Ministerial standards and the mechanisms for enforcing them have been in the news more than usual over the course of the last twelve months, making clear the limitations of the current rules and systems of regulating ministerial behaviour. In May, the Unit hosted an expert panel to discuss how the standards regimes work in the UK, and what reforms might be desirable. Dave Busfield-Birch summarises the contributions.

On 24 May, the Constitution Unit hosted an online webinar entitled Ministerial Standards in Westminster and Beyond. Unit founder Robert Hazell chaired the event, which had three distinguished panellists: Alex Allan, former independent adviser to the Prime Minister on ministerial interests; Susan Deacon, a former minister in Scotland who also sat on the Scottish Parliament’s Standards and Procedures committees; and Richard Thomas, a member of the Advisory Committee on Business Appointments (ACOBA), which advises ministers and senior officials on potential conflicts of interest when they take up appointments after leaving Whitehall.

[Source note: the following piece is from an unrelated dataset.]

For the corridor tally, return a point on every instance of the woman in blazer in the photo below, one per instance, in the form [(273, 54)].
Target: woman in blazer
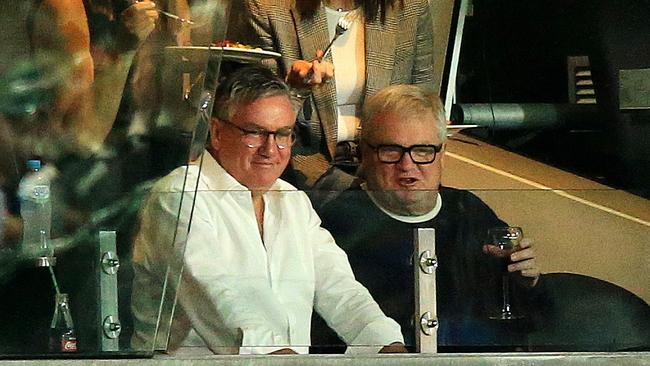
[(394, 46)]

This post summarises the main contributions of the speakers: the full event, including the lively and informative Q&A, is available on our YouTube page.

Alex Allan

Alex Allan started his contribution by offering a little bit of history about the ‘rather strange document’ that is the Ministerial Code. Something similar to the Code has been in place since the Attlee government, but perhaps the most significant changes came in 1995 when the Committee on Standards in Public Life (CSPL) produced its first report, and outlined ‘Seven Principles of Public Life’, which are commonly referred to as the ‘Nolan principles’.

Another significant change came in 2007, when the Brown government published a paper on the governance of Britain, which resulted in the creation of the role of independent adviser on ministerial interests, a title held by Allan from 2011 until his resignation in 2020. Where there is an allegation about the conduct of a minister that the Cabinet Secretary feels warrants further investigation, the matter will be referred to the independent adviser. However, most of the work of the independent adviser is of little media interest, and involves dealing with declarations of ministers’ interests, which are examined by their permanent secretary and the propriety and ethics team at the Cabinet Office, before being examined by the independent adviser.